Он нежно коснулся моего рта кончиком пальца:
— О чем ты думаешь?
— Что хотела бы задержать это мгновение, — ответила я, ловя губами его палец, а потом, вздохнув, откинулась на подушку. — Я просто счастлива.
— Это прекрасно, — ответил он, обнимая меня. — Я тоже, моя Орели.
Он поцеловал меня, и некоторое время мы лежали, прижавшись друг к другу.
— Я никогда не встану с этой постели, — сказал Андре, гладя меня по спине. — Останемся здесь, хорошо?
— Разве тебе не надо в издательство? — улыбнувшись, спросила я.
— Какое издательство? — пробормотал он, засовывая мне руку между ног. Я захихикала. — Одно твое слово — и мы останемся здесь на весь день.
Мой взгляд упал на часы, стоявшие на ночном столике.
— Скоро одиннадцать! — удивилась я.
— Не надо портить игру, мадемуазель Бреден, — проворчал Шабане, ущипнув меня за нос. Он еще раздумывал. — Хорошо, сейчас позвоню мадам Пети и предупрежу ее, что сегодня задержусь. Или нет, скажу ей, что, к сожалению, не смогу прийти вообще. И мы проведем вместе чудесный день, хорошо?
— Блестящая идея, — согласилась я. — Улаживай свои дела, а я пока приготовлю кофе.
— Так и поступим. Но мне не хотелось бы с тобой расставаться, — ответил Шабане.
— Это ненадолго.
Я завернулась в короткий темно-синий халат и вышла на кухню.
— Вернешься — сразу раздевайся! — крикнул мне вдогонку Шабане.

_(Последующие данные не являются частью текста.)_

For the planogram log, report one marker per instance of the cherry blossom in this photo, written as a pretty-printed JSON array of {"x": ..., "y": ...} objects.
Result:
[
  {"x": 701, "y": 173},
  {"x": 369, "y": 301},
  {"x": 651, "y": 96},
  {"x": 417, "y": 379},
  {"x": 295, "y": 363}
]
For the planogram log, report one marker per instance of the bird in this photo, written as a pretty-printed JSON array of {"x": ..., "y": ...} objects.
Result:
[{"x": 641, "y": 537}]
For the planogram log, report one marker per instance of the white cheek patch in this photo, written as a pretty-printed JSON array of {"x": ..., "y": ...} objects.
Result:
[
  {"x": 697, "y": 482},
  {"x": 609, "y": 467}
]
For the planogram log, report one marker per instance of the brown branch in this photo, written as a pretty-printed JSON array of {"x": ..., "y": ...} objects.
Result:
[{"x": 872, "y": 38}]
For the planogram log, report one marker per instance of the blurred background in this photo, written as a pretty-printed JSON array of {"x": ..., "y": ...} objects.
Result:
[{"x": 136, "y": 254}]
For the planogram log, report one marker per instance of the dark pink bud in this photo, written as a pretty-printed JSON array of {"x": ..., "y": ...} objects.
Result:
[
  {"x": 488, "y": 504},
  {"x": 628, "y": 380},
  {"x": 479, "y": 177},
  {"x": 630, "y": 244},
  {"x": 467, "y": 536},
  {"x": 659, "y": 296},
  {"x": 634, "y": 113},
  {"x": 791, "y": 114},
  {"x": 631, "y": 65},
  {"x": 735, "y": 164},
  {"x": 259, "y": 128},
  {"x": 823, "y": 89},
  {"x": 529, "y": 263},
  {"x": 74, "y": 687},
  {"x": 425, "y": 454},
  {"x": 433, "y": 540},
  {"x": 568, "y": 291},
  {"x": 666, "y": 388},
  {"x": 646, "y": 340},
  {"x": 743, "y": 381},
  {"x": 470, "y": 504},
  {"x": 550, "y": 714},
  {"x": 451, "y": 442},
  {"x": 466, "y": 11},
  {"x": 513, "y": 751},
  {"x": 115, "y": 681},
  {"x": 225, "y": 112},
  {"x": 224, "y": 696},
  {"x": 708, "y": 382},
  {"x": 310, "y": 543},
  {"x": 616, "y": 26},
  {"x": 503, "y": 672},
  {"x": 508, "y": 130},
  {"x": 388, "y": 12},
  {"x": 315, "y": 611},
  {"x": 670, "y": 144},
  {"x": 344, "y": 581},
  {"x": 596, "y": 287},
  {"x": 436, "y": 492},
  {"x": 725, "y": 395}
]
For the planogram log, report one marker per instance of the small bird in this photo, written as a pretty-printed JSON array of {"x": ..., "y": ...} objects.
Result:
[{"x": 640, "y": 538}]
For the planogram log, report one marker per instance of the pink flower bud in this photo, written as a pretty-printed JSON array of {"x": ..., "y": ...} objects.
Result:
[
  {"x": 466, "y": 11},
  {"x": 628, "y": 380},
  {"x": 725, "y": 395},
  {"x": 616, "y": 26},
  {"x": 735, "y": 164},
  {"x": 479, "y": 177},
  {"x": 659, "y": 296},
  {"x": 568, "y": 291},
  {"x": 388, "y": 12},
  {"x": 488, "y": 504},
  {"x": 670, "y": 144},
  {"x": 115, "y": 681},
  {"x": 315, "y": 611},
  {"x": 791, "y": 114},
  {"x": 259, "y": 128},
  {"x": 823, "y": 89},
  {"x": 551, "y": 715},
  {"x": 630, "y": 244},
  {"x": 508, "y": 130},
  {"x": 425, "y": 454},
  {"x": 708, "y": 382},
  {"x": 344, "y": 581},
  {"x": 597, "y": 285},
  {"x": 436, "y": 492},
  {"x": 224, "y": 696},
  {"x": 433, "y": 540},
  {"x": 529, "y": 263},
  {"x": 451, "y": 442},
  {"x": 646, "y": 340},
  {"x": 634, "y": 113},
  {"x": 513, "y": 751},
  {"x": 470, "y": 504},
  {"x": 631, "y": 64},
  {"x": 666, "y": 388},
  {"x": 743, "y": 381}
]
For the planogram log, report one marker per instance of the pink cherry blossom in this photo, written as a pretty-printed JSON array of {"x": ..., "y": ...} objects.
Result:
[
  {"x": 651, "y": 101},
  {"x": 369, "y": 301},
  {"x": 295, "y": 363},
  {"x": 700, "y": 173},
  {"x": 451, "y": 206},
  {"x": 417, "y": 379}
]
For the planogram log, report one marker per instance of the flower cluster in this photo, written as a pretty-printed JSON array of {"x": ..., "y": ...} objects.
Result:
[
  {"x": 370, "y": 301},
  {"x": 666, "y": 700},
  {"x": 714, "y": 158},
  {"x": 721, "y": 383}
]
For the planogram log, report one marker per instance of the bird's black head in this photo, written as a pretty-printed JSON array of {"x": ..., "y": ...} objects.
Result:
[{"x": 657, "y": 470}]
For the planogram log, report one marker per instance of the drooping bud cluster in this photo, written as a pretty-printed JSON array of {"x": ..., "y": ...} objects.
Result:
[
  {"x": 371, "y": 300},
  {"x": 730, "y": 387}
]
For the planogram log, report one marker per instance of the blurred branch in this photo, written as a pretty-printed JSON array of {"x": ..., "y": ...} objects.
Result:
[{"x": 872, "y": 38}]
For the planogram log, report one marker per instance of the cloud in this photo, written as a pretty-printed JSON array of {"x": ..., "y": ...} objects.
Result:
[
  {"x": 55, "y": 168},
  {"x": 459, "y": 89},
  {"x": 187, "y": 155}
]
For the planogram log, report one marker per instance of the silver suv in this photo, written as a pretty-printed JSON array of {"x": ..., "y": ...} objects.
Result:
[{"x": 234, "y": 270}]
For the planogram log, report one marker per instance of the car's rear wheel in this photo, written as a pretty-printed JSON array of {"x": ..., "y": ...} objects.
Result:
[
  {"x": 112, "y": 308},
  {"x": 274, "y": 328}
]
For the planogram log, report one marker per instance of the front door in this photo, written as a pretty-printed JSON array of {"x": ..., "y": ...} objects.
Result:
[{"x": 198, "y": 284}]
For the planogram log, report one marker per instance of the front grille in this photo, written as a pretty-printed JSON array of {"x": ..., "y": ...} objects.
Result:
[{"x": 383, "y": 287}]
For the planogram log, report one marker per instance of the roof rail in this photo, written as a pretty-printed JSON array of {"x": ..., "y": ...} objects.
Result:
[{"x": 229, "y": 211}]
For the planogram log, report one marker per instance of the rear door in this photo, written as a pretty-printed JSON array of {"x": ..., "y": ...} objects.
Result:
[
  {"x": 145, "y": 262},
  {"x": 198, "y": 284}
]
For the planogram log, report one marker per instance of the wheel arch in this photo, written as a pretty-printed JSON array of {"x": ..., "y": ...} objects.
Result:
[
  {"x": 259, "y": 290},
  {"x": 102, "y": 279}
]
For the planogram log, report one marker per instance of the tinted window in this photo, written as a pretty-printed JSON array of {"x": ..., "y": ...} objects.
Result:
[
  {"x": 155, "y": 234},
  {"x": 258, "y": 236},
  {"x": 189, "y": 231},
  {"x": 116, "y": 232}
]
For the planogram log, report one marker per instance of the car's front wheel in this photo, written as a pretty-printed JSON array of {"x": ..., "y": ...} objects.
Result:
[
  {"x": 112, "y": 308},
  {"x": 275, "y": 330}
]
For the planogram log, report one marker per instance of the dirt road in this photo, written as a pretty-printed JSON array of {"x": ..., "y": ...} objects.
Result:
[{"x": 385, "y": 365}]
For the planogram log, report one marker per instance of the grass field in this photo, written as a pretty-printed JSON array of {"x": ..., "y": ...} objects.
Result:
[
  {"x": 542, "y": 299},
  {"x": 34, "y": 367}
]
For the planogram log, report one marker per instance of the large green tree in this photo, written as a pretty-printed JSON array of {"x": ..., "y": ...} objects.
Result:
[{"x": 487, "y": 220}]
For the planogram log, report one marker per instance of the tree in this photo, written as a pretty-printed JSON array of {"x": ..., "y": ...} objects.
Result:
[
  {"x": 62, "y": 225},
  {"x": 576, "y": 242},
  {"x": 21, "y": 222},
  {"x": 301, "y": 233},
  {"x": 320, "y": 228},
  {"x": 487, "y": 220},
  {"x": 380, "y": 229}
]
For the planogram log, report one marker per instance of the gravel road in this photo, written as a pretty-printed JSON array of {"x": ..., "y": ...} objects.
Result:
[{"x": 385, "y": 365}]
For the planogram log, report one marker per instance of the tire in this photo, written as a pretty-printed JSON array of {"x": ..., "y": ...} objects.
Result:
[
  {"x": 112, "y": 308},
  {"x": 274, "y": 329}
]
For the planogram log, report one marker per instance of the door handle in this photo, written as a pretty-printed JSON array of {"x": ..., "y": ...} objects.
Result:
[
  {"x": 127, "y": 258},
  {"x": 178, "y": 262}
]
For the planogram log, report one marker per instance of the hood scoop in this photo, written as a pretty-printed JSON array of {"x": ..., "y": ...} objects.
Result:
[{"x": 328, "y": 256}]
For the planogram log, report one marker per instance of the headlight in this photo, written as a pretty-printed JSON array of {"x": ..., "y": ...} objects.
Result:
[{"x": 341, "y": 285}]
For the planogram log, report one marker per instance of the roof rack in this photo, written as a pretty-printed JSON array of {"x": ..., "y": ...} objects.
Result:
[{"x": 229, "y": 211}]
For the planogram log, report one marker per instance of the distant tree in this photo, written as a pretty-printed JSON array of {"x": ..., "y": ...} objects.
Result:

— Все тебе не хватает! — засмеялась я.
— Тебя мне всегда не хватает, — возразил он.
«А мне тебя», — подумала я.
В тот момент я чувствовала себя в полной безопасности. Мне и в голову не могло прийти, что все это может кончиться.
Я приготовила две чашки кофе со сливками. Андре позвонил в издательство и пошел в ванную. Я осторожно отнесла кофе в спальню. Потом отложила в сторону книгу Роберта Миллера, все еще лежавшую на журнальном столике, и поставила чашки.
«Может, это „меню любви“ так подействовало на нас?» — думала я. Вместо английского писателя я поужинала с французским редактором, после чего увидела в нем то, чего не замечала раньше. И теперь мы, словно Тристан и Изольда, случайно выпившие любовного зелья, жить не можем друг без друга. Я хорошо помнила, как впечатлила меня эта опера в детстве, когда я слушала ее вместе с папой. Эпизод с любовным напитком особенно запомнился.
Улыбаясь про себя, я подобрала разбросанную на полу одежду и положила ее на стул возле кровати. Из кармана пиджака Андре вывалился кошелек. Он раскрылся, и из него выпали какие-то листки. По полу покатились монеты. Встав на колени, я принялась подбирать то, что рассыпалось. Из ванной доносилось пение счастливого Шабане.
Я засунула деньги в передний кармашек и уже собиралась сделать то же самое с бумажками, как вдруг заметила фотографию. Поначалу я решила, что это снимок Андре, и вытащила его, чтобы рассмотреть как следует.
И тут сердце мое остановилось, потому что я узнала эту улыбающуюся женщину в зеленом платье.
Несколько секунд я смотрела на нее, ничего не понимая. Потом каскадом, одна из другой, хлынули мысли, и отрывочные воспоминания из недавнего прошлого наконец образовали целостную картину.
Этот снимок я вложила в конверт вместе с письмом Роберту Миллеру, что нашла в бумажнике Андре Шабане. Того самого Шабане, с которым столкнулась в коридоре издательства. Того самого Шабане, который опустил в мой почтовый ящик письмо от Роберта Миллера, якобы потерявшего мой адрес. Того самого Шабане, который так весело шутил в «Куполь», потому что знал, что никакой Роберт Миллер там не появится. Потом этот Андре Шабане «забыл» сообщить мне о чтениях в «Козероге» — единственном парижском мероприятии, на котором Миллер действительно присутствовал, и утащил явно недоумевающего писателя буквально у меня из-под носа. Наконец, Шабане, и никто другой, появился в моем ресторане с букетом роз незадолго до того момента, когда литературный агент Роберта Миллера известил меня об отмене нашей встречи.
Миллер? Ха!
Узнать бы еще, кто звонил мне тогда по просьбе Андре Шабане. Да и как мог мне ответить Роберт Миллер, если он в глаза не видел моего письма!
И тут я кое о чем вспомнила. О том, на что обратила внимание уже сразу после чтений и чему не придала тогда значения. Я уронила фотографию на пол и бросилась к журнальному столику. Там лежала «Улыбка женщины», а в ней — письмо Миллера. Дрожащими руками я развернула наполовину исписанный листок.